Ovarian Tumor
Concept Of Surgery For Ovarian Cancer
Standard treatment of suspected epithelial ovarian and fallopian tube cancers includes a comprehensive surgical staging. This procedure includes a total abdominal hysterectomy, bilateral salpingo-oophorectomy, peritoneal cytologic washings, biopsies of adhesions and peritoneal surfaces, omentectomy, and retroperitoneal lymph node sampling from the pelvic and para-aortic regions through a generous vertical midline laparotomy incision. As there is no preoperative histological proof, a frozen section or imprint cytology is performed on the oophorectomy or on-table biopsy specimen.
Non-epithelial tumors are also treated similarly. However, usually these are detected earlier than epithelial cancers due to pain & they occur at younger age when fertility preservation is important. In most of the cases fertility preserving surgery is possible.
Role Of Laparoscopy In Ovarian Cancer
Laparoscopic staging of apparent early ovarian cancer
Laparoscopic staging of apparent early ovarian cancer may be accomplished in patients where disease appears limited to the adnexa. For example a completely resected complex adnexal mass with intraoperative frozen-section or imprint cytology revealing malignancy and no obvious limitation to complete laparoscopic staging. Laparoscopic staging may also be utilized in patients who have apparent early ovarian cancer and have undergone incomplete surgical staging. For example patients who underwent ovarian cystectomy or salpingo-oophorectomy and final pathology reveals ovarian cancer with no obvious measurable metastasis and no obvious limitation to complete laparoscopic staging.
Minimal Access Cancer Surgery (Macs) For Ovarian Cancer
Laparoscopy has been described as a method for surgical reassessment in patients with ovarian cancer since the early 1970s; however, these early reports were received with limited acceptance of laparoscopy as a replacement for laparotomy. The initial limitations of laparoscopic practice as described included inadequate visualization in up to 12% of patients, a high false-negative rate and a high complication rate, mainly bowel injury. In addition, there were limitations in performing extensive laparoscopic sampling of areas of tumor persistence including retroperitoneal lymph nodes. However, with time several authors have pointed out advantages to the laparoscopic approach including a reduction in the need for laparotomy in upto 50% of cases, a reduction in operating time, blood loss, hospital stay, and total hospital charges.

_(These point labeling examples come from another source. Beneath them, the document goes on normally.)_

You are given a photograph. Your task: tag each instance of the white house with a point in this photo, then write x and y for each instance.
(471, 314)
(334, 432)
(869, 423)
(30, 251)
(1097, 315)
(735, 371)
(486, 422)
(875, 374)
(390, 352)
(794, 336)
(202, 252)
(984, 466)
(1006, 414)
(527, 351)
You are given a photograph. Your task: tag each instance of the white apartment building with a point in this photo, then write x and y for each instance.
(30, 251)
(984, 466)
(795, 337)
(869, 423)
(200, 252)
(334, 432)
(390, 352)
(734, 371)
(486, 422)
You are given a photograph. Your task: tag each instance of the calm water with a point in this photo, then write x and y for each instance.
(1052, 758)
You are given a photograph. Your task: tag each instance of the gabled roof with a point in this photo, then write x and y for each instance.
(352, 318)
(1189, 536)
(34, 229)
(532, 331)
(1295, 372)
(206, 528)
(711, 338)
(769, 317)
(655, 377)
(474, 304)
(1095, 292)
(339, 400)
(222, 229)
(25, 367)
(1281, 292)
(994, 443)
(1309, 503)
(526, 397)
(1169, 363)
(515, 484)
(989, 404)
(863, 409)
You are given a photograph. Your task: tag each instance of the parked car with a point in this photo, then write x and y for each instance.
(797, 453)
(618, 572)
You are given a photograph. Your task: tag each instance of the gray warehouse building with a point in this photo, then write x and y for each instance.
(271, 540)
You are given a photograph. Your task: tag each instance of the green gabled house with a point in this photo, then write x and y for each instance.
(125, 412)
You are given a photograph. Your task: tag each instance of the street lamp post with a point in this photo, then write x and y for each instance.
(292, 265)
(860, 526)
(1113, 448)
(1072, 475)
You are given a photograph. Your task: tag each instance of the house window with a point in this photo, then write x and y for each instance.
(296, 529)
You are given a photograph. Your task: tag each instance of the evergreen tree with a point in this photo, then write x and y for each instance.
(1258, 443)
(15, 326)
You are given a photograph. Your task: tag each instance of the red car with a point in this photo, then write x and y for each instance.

The safety of the laparoscopic approach has also been documented with minimal intraoperative and postoperative complications in more recent reports. With advanced laparoscopic techniques, adhesions can usually be released to improve visualization of peritoneal surfaces, allowing suspicious lesions to be biopsied and areas of tumor persistence, including the pelvic and periaortic lymph nodes, to be sampled. Peritoneal washings can be obtained and intraperitoneal catheters can be inserted under direct visualization. There are, however, potential limitations to laparoscopy; mainly, the inability to palpate unvisualized areas and possible limited exposure to the posterior diaphragm mainly behind the liver, where disease may be missed.
The GOG study to determine the feasibility of laparoscopic completion staging in patients with incompletely staged gynecologic cancers concluded that interval laparoscopic staging of gynecologic malignancies can be successfully undertaken in selected patients, but laparotomy for adhesions or metastatic disease and risk of visceral injury should be anticipated.
References
Quinn MA, Bishop GJ, Campbell JJ, et al. Laparoscopic follow-up of patients with ovarian cancer. Br J Obstet Gynaecol 1980;87:1132-9.